Iran is probably the key: foreign forces it has raised have kept the regime alive and facilitated its terror campaign against civilians. One would hope, in the wake of the interim nuclear freeze agreement, that Washington and Tehran have an open communications channel. One would hope that Washington is already leaning hard on Tehran and Moscow. If it is not, then it must warn both parties starting now that they have a special responsibility to force their client to desist from war crimes and crimes against humanity; that the regime has an obligation to grant the humanitarian relief organs of the United Nations full and unrestricted access to all of Syria. It should be made clear to both parties that if they do not get the regime to cease and desist, that the United States reserves the right to strike militarily to save lives. If Russia will not support a United Nations Security Council resolution mandating that the regime stop its loathsome practices, what are the chances Moscow will support political transition in the upcoming Swiss conference?

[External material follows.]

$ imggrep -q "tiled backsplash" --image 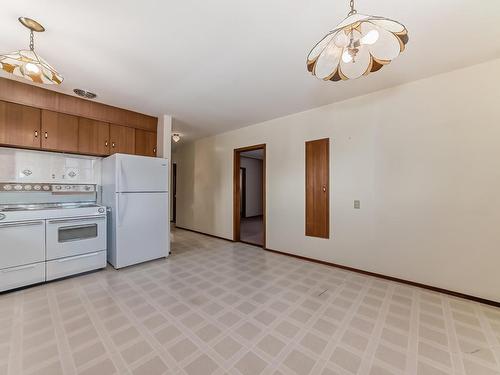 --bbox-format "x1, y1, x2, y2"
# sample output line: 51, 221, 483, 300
0, 147, 101, 185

Step three is to get serious about supporting Syrian nationalists, both in terms of an interim government seeking to establish itself inside Syria, and armed Syrian forces willing to defend that government in two directions: against both the regime and al-Qaeda forces lured to Syria by the regime. The United States should be working closely with Turkey to carve out a protected zone in northern Syria where a governmental alternative to the Assad regime can take root. Obviously, the restructuring of Syrian nationalist military forces will be the key to this effort, as the defense of a new government will be mainly a Syrian responsibility. Unless the United States takes charge of who in the Syrian opposition gets what from abroad in terms of weaponry and equipment, ordinary Syrians will be at the mercy not only of the regime, but foreign fighters and others dedicated to medieval forms of governance.
Step four is the last resort, but it should be taken if it becomes clear that the regime’s sponsors will not intervene to stop the war on civilians, or if the regime simply defies its sponsors. Aerial strikes, relying to the maximum extent possible on stand-off weaponry, should engage regime aircraft, artillery, missiles, rockets, and the infrastructure supporting them: no boots on the ground, and no military mission aiming to force regime change. The objective would be to stop or at least slow the slaughter of noncombatant human beings.

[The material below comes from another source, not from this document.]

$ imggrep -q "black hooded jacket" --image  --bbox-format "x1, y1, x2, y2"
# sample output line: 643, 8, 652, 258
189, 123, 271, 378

Yes, the regime might respond by suspending its cooperation with the transport of its chemical arsenal. Would that actually be worse than the bloody blackmail it now holds over the civilized world, as it drops God-knows-what on schools, clinics, apartment blocks, and bakeries? Yes, a conference in Switzerland might be postponed or canceled. Would that be such a setback for civilization given the evident lack of preparation for a respectable outcome featuring full political transition? Yes, Iranian hardliners might persuade the Supreme Leader to abandon negotiations and develop nuclear weapons. Would the price of a permanent nuclear arrangement between Iran and the West therefore be the unrestricted slaughter of Syrians? If that is the price, what would it say about the reliability and worthiness of the West’s interlocutor in nuclear talks?

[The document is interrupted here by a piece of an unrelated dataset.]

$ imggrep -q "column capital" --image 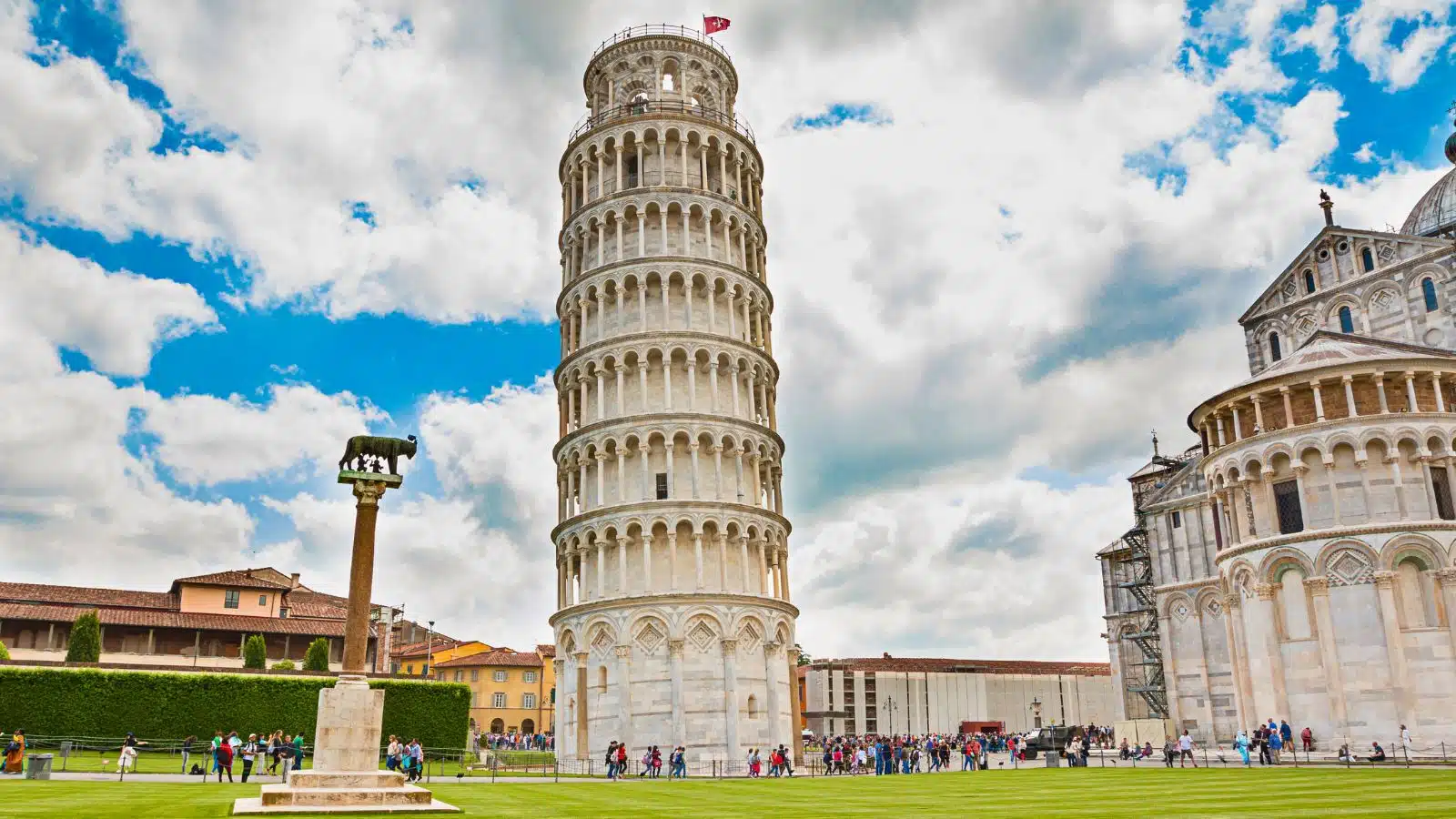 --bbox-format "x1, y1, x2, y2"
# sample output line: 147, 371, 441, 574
354, 480, 388, 507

Sooner or later the United States and its allies will be obliged to act to stop the mass atrocities being waged by the Assad regime against Syrians. Failure to do so will entail costs far transcending the certain condemnation of future historians: ask Lebanese, Jordanians, and Turks about those costs now; consult with European allies about the costs in the not-too-distant future. Syria will hemorrhage people it does not bury for as far as the eye can see. The West would be wise now to focus on these crimes against humanity and try, now and on its own terms, to stop them. This catastrophe will only worsen immeasurably if we try, through various diplomatic artifices, to avert our collective gaze from that which is truly important and move on to subjects supposedly more pleasant and manageable.
Frederic C. Hof is a senior fellow with the Atlantic Council’s Rafik Hariri Center for the Middle East.